We were met in the reception area by Pam Howard, who, along with her husband Brian, runs the Lodge. With a friendly smile and a much needed offer of refreshments, she welcomed us to Skye and showed us to our room.
If we step back and look at things, you’ll see what I mean by beautiful emptiness:
As fate would have it, Glenn and I were booked in the Johnson room. The most celebrated historical visitor to the Ullinish Lodge was Dr. Samuel Johnson. Johnson was a British author and scholar, who, along with his sidekick James Boswell, journeyed to the “wild” north, later writing about his travels in the book, “A Journey to the Western Islands of Scotland”. I can’t help but comparing Johnson and Boswell to the Americans Lewis and Clark, given the wilderness of the Western Isles, and Scotland in general, at that time. For a British citizen to venture into the Highlands was no small feat in 1773, and a very brave one, in my opinion.

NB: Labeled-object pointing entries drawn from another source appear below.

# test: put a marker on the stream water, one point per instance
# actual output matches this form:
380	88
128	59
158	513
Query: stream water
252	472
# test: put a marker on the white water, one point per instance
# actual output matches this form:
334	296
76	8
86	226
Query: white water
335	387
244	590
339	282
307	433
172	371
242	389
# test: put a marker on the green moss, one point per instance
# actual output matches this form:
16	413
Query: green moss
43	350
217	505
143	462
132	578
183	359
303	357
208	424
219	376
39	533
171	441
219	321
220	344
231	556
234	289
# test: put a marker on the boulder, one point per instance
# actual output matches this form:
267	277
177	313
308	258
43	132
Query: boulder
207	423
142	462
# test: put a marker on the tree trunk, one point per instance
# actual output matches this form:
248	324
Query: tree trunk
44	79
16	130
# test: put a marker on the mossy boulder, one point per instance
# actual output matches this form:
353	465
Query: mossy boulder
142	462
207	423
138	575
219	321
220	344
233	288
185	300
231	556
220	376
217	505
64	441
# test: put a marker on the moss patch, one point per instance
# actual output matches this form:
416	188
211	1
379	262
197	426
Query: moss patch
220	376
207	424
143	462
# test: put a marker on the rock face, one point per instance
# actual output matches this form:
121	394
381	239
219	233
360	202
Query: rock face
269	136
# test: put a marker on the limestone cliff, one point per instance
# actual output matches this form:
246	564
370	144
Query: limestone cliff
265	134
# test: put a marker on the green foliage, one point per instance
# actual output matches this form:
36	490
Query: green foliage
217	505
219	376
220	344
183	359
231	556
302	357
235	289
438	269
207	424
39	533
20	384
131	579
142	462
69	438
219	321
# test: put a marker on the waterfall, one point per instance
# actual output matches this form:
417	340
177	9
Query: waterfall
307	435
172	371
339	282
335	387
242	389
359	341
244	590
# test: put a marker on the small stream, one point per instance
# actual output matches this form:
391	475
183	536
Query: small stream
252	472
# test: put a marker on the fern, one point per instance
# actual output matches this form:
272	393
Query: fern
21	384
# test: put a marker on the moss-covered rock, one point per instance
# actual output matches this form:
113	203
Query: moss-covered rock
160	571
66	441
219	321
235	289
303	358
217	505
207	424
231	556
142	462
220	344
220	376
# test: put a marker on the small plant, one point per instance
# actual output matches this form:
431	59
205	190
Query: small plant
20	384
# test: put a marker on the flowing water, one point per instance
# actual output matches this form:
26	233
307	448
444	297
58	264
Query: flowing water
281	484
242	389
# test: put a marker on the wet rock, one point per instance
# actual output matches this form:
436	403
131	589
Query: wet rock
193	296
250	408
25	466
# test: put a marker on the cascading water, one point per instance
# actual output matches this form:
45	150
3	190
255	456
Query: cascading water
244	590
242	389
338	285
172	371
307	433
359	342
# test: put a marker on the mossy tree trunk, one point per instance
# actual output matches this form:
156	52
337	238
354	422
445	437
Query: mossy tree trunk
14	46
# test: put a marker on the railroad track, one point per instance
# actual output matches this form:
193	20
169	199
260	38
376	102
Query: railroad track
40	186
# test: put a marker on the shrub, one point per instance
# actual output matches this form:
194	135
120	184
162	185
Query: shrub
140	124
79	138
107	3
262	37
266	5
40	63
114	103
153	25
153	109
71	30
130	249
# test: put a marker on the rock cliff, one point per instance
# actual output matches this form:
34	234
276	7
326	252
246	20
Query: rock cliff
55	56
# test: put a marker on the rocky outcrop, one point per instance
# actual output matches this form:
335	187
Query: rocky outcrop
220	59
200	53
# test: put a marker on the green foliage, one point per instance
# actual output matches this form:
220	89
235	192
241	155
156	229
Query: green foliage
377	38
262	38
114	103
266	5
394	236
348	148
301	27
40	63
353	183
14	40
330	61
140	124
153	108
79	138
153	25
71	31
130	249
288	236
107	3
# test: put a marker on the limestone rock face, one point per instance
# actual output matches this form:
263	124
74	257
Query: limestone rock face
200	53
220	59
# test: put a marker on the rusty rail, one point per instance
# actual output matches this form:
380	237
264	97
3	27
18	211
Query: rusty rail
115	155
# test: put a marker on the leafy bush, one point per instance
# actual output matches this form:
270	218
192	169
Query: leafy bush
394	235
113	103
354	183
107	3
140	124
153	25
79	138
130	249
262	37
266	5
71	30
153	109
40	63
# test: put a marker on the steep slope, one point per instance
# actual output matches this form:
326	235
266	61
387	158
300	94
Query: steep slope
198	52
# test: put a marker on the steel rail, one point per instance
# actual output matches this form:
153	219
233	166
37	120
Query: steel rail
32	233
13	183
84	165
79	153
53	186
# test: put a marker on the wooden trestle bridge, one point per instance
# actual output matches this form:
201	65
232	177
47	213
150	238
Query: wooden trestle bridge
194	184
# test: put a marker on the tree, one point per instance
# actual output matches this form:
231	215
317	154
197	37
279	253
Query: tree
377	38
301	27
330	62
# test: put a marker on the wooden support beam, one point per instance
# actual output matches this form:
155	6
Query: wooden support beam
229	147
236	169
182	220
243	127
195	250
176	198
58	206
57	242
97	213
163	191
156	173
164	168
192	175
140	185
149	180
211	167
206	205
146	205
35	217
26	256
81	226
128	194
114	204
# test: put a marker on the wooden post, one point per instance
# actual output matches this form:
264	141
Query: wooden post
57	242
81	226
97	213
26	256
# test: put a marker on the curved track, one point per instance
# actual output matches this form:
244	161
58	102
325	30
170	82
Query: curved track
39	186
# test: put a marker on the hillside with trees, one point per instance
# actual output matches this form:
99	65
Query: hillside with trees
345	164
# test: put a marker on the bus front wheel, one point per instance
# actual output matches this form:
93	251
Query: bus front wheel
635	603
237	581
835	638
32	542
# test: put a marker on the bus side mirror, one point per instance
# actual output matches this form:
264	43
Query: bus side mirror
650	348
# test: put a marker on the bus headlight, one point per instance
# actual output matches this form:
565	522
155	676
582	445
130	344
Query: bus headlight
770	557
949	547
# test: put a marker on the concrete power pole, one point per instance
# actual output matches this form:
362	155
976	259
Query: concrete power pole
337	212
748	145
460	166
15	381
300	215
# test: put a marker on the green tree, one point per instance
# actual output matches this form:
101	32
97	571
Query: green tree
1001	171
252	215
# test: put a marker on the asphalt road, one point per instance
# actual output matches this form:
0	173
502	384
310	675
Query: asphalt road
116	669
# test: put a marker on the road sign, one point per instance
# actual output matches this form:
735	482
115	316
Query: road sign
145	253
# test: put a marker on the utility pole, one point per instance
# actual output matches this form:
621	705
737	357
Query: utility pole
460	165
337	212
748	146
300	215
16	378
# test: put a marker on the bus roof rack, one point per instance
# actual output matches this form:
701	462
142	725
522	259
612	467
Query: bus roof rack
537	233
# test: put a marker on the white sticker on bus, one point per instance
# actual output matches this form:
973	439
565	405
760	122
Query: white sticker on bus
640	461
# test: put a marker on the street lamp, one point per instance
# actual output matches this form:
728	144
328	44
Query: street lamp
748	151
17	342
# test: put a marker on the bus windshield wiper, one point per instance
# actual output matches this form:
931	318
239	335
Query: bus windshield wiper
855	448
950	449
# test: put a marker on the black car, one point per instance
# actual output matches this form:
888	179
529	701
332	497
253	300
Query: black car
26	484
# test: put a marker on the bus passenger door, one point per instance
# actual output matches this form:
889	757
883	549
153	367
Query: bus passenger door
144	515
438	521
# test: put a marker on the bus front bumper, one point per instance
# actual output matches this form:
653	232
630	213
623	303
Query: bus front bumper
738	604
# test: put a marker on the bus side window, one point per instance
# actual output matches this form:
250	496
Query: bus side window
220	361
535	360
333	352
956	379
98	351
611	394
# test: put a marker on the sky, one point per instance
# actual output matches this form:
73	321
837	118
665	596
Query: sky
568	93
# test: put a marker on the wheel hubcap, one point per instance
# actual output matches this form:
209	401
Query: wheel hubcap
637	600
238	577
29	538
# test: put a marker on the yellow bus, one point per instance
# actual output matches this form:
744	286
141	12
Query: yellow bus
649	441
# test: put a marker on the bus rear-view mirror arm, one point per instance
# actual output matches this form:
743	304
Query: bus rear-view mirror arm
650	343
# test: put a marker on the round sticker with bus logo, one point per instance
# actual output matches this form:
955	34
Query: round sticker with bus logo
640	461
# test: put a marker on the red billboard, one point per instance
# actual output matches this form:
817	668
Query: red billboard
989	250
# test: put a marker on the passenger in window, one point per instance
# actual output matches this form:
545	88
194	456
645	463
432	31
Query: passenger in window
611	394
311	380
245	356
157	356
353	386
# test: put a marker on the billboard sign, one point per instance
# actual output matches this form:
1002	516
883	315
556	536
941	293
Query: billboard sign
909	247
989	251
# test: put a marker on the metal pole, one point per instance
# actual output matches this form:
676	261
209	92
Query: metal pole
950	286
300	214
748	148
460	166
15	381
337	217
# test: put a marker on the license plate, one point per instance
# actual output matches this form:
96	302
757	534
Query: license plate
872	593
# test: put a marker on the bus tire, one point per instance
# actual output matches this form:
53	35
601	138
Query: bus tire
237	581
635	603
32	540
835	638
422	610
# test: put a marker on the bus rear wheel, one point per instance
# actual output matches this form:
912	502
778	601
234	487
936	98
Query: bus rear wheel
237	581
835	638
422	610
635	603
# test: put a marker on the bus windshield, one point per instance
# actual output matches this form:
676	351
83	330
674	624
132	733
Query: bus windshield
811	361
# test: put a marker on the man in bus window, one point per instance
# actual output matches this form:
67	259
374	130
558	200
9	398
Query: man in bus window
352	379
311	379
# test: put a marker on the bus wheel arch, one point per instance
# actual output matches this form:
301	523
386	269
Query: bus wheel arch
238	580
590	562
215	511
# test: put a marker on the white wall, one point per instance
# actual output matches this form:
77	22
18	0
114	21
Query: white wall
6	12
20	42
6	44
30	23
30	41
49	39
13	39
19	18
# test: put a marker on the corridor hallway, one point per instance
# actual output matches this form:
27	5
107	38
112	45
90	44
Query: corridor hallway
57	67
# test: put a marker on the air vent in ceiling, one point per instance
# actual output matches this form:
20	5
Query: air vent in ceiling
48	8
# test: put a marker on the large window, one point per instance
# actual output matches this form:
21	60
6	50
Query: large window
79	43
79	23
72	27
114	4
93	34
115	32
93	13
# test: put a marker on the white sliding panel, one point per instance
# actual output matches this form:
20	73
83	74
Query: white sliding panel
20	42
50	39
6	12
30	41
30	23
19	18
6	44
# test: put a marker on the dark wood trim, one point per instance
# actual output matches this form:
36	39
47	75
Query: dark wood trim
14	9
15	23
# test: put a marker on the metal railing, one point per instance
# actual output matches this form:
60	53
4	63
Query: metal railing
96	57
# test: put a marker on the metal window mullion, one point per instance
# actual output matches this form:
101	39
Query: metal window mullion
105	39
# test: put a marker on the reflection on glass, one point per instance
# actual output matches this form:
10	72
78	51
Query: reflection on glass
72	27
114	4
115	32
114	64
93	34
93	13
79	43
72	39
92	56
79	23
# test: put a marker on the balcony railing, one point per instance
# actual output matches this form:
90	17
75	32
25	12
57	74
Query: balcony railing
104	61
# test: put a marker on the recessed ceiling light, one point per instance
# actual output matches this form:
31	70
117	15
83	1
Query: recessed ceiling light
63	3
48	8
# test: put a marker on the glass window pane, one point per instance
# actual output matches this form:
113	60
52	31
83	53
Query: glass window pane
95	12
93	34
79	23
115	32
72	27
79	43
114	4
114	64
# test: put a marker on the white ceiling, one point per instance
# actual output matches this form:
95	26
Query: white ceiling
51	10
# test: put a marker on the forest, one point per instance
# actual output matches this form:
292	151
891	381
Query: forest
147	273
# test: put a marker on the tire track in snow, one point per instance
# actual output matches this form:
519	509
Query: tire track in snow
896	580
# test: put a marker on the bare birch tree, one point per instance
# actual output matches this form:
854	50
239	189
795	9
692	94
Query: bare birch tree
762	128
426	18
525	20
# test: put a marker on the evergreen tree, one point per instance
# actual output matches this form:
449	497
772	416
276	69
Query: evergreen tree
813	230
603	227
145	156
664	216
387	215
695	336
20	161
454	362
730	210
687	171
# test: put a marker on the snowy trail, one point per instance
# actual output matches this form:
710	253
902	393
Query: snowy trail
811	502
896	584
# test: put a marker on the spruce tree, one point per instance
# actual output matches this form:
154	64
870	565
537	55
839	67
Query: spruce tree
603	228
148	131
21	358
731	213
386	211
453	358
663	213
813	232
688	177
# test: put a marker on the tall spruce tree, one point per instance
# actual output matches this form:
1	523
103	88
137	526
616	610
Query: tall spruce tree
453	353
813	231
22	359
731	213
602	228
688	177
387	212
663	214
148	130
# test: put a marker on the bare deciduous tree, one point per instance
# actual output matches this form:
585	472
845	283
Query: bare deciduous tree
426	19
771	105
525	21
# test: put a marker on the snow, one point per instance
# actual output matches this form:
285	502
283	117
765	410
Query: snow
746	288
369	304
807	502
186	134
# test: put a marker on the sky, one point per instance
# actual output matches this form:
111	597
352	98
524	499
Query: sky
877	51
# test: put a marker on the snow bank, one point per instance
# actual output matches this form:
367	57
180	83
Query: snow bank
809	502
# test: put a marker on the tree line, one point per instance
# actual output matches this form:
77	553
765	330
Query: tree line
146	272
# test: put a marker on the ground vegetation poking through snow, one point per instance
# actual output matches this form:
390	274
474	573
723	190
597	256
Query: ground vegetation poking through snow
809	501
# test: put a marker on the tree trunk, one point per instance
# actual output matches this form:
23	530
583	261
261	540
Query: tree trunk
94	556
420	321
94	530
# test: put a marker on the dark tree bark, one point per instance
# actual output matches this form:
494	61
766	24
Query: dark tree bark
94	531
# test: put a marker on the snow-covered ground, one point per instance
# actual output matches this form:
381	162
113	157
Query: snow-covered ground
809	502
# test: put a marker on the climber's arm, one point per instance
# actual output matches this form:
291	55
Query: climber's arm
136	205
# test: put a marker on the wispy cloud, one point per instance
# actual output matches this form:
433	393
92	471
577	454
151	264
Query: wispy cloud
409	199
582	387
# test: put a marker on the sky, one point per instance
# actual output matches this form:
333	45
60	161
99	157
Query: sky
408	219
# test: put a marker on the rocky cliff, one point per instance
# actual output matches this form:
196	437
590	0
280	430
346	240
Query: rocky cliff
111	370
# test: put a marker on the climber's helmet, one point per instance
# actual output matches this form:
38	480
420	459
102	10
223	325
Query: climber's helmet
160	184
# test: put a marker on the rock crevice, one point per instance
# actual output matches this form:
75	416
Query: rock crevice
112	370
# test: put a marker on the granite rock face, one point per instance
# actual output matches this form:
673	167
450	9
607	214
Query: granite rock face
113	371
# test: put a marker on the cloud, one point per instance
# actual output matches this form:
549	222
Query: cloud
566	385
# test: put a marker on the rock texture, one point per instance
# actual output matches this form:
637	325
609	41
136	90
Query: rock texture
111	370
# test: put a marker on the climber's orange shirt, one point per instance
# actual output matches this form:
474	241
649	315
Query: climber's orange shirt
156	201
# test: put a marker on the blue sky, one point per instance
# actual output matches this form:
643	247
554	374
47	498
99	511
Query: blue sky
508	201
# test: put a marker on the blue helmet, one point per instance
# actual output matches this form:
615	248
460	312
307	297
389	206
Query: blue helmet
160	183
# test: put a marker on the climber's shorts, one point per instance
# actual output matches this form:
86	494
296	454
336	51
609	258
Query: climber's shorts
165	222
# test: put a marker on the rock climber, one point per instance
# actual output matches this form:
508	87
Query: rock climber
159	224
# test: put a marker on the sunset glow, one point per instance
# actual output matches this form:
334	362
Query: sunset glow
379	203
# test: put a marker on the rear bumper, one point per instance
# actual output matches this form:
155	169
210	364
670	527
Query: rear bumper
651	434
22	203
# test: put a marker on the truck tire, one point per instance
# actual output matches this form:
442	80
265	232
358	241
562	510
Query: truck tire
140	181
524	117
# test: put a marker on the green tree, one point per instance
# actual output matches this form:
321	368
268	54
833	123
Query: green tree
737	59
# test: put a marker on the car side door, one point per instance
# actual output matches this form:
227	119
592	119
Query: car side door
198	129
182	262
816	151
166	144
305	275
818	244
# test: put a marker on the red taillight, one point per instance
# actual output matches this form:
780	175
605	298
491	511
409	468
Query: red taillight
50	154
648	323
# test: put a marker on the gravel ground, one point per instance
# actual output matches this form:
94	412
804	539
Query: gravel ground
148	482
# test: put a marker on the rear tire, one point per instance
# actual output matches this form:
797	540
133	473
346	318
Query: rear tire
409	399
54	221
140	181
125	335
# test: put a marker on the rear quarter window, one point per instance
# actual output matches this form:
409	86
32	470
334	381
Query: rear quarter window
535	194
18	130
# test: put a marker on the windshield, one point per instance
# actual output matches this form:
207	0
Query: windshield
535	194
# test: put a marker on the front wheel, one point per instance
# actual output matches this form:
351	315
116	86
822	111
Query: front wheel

Johnson and Boswell were guests at the Lodge during the autumn of 1773. Their visit is recorded in their journal: “We got to Ullinish about six o’clock, and found a very good farm-house, of two stories…there is a plentiful garden at Ullinish (a great rarity in Sky)…”
The plaque on the wall in our room proclaimed that Dr. Johnson had indeed slept in that very room. He must not have had any bad experiences there, because we saw no sign of him (or Boswell) over the next two days.
We were booked for dinner that night at the Lodge. We had been assured beforehand by our friends at Clans and Castles that dinner at the Lodge was something special, and so we were anticipating great things. We met the other guests downstairs in the sitting room shortly before dinner, to enjoy cocktails and appetizers. Amazingly, for such a truly remote location, our dinner was incredible. The staff was attentive and extremely professional, and the food was superb right down to the showpiece dessert. (This was an assortment of colorful sorbets, arranged on the plate like an artist’s paint palette. The whole dining room gave an audible sigh of appreciation, at that one.)
They had a great selection of whisky, by the way:
We took a bottle of wine up to our room after dinner, and settled in for the night. Day 8 had been quite a long day! It felt good to be cozy, and indoors, considering the whipping wind outside our windows and the remoteness of our location. Giving Bonnie Prince Charlie, Flora MacDonald and Dr. Johnson one final nod, I finally fell asleep, the characters from my beloved history swirling around me.